Rapid monitoring of biomass conversion processes using techniques such as near-infrared (NIR) spectroscopy can be substantially quicker and less labor-, resource-, and energy-intensive than conventional measurement techniques such as gas or liquid chromatography (GC or LC) due to the lack of solvents and preparation methods, as well as removing the need to transfer samples to an external lab for analytical evaluation. The purpose of this study was to determine the feasibility of rapid monitoring of a biomass conversion process using NIR spectroscopy combined with multivariate statistical modeling, and to examine the impact of (1) subsetting the samples in the original dataset by process location and (2) reducing the spectral range used in the calibration model on model performance.

Results

We develop multivariate calibration models for the concentrations of soluble xylo-oligosaccharides (XOS), monomeric xylose, and total solids at multiple points in a biomass conversion process which produces and then purifies XOS compounds from sugar cane bagasse.

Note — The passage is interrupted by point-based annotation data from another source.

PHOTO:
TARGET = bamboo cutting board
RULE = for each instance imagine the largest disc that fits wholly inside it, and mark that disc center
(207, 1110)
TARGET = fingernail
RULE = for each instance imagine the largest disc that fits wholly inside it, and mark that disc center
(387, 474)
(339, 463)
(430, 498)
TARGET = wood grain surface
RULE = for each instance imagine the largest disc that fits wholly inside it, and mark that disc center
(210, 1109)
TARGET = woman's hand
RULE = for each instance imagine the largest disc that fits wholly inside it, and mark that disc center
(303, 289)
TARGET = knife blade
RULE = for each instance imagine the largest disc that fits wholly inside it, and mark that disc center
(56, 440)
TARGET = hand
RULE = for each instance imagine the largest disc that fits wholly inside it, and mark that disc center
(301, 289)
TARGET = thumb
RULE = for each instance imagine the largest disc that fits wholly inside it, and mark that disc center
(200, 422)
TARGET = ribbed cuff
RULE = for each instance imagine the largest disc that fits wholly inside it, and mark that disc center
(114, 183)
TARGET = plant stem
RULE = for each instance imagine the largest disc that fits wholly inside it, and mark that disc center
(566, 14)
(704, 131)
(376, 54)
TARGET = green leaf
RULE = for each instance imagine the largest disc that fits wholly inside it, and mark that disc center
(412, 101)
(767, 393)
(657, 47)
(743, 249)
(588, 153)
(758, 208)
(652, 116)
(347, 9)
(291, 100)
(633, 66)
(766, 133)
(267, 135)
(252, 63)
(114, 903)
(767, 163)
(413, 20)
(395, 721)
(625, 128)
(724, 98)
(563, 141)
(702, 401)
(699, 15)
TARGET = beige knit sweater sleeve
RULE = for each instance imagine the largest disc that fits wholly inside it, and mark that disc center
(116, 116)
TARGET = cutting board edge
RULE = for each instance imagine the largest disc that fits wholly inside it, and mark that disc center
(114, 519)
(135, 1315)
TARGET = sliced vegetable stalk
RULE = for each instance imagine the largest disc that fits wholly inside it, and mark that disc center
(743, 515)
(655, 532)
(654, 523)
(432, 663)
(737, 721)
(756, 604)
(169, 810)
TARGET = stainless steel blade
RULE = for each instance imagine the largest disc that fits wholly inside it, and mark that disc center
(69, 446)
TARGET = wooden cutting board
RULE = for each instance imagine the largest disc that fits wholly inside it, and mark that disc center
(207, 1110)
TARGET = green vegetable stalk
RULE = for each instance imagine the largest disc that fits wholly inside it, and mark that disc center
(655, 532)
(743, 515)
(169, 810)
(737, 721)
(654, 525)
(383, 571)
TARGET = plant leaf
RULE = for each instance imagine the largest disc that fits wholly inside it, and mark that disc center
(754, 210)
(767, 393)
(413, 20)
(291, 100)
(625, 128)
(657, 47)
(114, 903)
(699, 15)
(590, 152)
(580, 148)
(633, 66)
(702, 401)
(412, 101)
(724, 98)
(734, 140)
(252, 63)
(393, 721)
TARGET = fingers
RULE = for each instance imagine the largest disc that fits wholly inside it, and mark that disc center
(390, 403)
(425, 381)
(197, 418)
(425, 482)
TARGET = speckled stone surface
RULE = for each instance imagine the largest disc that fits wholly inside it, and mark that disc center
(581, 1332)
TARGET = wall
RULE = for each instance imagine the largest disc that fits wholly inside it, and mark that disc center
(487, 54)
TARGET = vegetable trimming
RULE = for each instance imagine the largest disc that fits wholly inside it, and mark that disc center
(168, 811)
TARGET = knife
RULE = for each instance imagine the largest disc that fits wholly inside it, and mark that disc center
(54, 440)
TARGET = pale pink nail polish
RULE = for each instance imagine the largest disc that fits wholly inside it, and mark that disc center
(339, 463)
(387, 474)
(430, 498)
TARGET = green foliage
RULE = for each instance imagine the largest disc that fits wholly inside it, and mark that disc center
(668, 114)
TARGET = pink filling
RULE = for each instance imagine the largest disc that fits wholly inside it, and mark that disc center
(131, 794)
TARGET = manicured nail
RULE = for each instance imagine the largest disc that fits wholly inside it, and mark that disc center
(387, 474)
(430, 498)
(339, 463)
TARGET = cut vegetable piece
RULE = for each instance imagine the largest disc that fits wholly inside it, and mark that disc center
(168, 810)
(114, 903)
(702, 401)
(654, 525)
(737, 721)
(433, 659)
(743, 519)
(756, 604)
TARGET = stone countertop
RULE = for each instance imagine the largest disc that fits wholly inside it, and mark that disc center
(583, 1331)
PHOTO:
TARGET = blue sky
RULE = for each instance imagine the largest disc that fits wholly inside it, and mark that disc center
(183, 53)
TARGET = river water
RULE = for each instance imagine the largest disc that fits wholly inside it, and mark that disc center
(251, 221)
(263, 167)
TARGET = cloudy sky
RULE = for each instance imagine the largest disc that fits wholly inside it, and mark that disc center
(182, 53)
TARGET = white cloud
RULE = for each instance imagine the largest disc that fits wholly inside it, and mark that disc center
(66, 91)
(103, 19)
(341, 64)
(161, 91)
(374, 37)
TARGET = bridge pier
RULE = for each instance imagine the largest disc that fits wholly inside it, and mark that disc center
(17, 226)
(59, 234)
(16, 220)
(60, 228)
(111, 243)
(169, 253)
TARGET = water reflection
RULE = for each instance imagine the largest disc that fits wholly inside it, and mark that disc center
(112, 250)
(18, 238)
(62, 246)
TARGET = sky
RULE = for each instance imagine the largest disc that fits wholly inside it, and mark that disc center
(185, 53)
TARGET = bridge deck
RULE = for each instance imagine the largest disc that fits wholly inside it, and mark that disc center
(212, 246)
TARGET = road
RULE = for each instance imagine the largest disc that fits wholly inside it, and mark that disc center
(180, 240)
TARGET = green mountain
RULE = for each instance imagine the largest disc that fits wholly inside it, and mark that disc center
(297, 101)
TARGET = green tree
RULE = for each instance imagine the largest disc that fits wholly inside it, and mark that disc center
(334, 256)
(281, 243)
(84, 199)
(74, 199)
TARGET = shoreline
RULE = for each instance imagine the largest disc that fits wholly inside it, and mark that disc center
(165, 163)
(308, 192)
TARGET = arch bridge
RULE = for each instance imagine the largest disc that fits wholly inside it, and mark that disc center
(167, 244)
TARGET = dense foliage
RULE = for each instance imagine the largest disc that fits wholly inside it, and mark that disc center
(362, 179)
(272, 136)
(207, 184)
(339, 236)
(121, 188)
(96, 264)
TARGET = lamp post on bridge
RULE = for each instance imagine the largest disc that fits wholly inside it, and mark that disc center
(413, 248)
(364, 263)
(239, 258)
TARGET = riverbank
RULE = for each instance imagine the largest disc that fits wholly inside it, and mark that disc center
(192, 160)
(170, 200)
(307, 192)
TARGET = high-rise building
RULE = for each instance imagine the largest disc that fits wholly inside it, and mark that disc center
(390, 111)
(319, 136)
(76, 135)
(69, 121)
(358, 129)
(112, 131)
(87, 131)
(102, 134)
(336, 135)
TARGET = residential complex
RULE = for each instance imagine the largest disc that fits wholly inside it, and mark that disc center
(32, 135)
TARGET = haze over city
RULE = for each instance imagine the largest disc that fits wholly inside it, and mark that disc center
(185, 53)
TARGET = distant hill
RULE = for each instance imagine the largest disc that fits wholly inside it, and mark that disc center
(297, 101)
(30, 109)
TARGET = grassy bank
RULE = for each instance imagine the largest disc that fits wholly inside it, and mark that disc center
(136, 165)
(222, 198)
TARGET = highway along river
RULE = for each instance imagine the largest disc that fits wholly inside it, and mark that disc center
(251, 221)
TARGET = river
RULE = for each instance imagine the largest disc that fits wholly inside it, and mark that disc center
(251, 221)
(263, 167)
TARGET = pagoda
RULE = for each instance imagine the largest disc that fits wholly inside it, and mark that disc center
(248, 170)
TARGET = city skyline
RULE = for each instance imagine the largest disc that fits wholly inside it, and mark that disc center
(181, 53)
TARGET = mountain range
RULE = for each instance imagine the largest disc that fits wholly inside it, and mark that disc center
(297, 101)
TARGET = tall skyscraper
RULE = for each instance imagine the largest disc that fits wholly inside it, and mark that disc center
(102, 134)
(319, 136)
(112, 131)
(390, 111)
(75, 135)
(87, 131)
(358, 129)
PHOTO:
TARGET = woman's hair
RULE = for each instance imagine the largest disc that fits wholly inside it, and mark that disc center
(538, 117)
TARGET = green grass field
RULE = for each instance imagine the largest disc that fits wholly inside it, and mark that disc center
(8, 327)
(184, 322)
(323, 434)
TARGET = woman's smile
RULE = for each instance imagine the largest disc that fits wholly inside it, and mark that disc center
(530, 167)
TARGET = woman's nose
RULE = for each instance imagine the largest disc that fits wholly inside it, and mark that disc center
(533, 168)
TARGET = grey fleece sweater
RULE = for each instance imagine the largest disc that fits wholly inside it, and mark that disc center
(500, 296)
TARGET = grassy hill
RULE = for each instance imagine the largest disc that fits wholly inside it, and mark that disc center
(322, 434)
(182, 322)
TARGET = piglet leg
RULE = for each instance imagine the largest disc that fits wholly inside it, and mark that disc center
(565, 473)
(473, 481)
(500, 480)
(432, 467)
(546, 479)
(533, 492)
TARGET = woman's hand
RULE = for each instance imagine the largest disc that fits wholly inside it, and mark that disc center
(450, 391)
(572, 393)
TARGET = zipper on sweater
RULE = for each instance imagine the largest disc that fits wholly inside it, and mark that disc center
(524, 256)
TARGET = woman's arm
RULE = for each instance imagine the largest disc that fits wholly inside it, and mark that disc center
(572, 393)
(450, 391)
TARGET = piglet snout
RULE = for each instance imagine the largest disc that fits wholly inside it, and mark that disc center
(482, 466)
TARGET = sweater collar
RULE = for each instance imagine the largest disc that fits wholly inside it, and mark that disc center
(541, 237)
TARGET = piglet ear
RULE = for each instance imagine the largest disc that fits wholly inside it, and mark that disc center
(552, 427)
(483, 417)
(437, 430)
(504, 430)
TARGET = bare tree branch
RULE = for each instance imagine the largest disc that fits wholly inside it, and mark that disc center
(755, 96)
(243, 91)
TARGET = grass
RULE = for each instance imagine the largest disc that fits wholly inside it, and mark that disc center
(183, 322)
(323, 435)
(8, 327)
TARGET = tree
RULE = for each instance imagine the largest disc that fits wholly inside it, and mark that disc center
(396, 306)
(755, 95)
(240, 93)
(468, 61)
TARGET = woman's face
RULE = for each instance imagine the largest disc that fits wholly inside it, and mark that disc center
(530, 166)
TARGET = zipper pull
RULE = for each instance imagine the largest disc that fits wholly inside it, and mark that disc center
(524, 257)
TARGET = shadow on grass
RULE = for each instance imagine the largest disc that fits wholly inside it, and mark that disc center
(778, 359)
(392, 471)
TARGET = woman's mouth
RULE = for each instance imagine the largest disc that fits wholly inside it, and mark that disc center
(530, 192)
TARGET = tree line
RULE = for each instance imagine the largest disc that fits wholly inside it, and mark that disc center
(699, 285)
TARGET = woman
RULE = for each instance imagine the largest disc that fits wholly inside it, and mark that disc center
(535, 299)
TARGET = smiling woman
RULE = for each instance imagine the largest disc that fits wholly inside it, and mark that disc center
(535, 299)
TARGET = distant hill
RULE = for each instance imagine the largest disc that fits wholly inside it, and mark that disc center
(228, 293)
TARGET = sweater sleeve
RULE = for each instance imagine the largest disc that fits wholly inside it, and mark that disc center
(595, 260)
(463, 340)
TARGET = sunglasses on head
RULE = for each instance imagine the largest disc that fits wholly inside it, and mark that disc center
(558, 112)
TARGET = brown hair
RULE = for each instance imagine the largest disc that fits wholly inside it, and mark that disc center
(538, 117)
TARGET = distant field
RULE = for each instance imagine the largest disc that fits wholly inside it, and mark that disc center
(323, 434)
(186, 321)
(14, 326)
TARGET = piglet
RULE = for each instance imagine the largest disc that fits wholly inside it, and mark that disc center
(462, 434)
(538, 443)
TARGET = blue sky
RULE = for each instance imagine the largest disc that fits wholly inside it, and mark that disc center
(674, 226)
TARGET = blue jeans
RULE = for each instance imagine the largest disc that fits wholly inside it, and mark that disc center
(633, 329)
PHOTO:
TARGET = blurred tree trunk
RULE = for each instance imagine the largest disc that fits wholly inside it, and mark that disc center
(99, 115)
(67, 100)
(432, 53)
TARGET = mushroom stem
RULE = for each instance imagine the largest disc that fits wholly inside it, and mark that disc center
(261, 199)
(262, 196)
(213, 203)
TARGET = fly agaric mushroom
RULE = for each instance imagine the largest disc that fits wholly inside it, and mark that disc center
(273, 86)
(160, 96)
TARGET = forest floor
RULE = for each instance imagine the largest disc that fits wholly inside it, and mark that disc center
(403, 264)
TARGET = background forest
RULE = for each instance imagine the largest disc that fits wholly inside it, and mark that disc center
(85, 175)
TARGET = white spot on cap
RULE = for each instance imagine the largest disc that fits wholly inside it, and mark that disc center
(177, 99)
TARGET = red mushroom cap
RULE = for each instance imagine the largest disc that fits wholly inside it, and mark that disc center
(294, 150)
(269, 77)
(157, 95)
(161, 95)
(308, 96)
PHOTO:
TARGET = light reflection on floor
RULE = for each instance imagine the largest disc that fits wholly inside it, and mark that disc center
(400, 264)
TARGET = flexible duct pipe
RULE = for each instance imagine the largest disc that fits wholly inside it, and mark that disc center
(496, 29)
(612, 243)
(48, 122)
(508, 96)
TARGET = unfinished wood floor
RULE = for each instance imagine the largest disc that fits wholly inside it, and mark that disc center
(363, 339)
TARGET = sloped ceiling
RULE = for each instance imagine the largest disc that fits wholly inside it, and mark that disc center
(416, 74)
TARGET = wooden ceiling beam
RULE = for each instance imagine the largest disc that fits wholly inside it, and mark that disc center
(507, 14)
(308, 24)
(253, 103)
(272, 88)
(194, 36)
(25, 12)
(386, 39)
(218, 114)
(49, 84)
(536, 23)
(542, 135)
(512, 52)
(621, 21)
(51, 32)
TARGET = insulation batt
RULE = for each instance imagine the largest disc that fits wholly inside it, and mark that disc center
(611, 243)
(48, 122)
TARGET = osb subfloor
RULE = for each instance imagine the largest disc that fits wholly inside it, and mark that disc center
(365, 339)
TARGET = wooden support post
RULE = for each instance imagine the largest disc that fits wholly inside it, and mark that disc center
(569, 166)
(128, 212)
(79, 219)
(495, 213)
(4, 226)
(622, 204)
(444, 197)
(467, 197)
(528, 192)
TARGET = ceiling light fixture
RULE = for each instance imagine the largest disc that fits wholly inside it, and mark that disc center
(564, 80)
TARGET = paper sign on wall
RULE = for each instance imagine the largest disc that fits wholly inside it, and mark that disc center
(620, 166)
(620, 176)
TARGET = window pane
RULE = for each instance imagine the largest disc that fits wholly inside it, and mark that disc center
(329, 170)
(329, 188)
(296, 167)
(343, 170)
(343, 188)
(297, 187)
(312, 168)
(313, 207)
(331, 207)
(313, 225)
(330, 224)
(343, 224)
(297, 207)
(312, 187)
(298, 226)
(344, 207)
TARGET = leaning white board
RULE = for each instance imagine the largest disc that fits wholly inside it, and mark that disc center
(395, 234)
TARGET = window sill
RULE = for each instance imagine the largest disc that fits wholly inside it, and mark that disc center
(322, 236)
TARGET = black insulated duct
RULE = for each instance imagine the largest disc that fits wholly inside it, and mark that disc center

A single model using samples from multiple locations in the process stream showed acceptable performance as measured by standard statistical measures. However, compared to the single model, we show that separate models built by segregating the calibration samples according to process location show improved performance. We also show that combining an understanding of the sample spectra with simple multivariate analysis tools can result in a calibration model with a substantially smaller spectral range that provides essentially equal performance to the full-range model.

Conclusions

We demonstrate that real-time monitoring of soluble xylo-oligosaccharides (XOS), monomeric xylose, and total solids concentration at multiple points in a process stream using NIR spectroscopy coupled with multivariate statistics is feasible. Segregation of sample populations by process location improves model performance. Models using a reduced spectral range containing the most relevant spectral signatures show very similar performance to the full-range model, reinforcing the importance of performing robust exploratory data analysis before beginning multivariate modeling.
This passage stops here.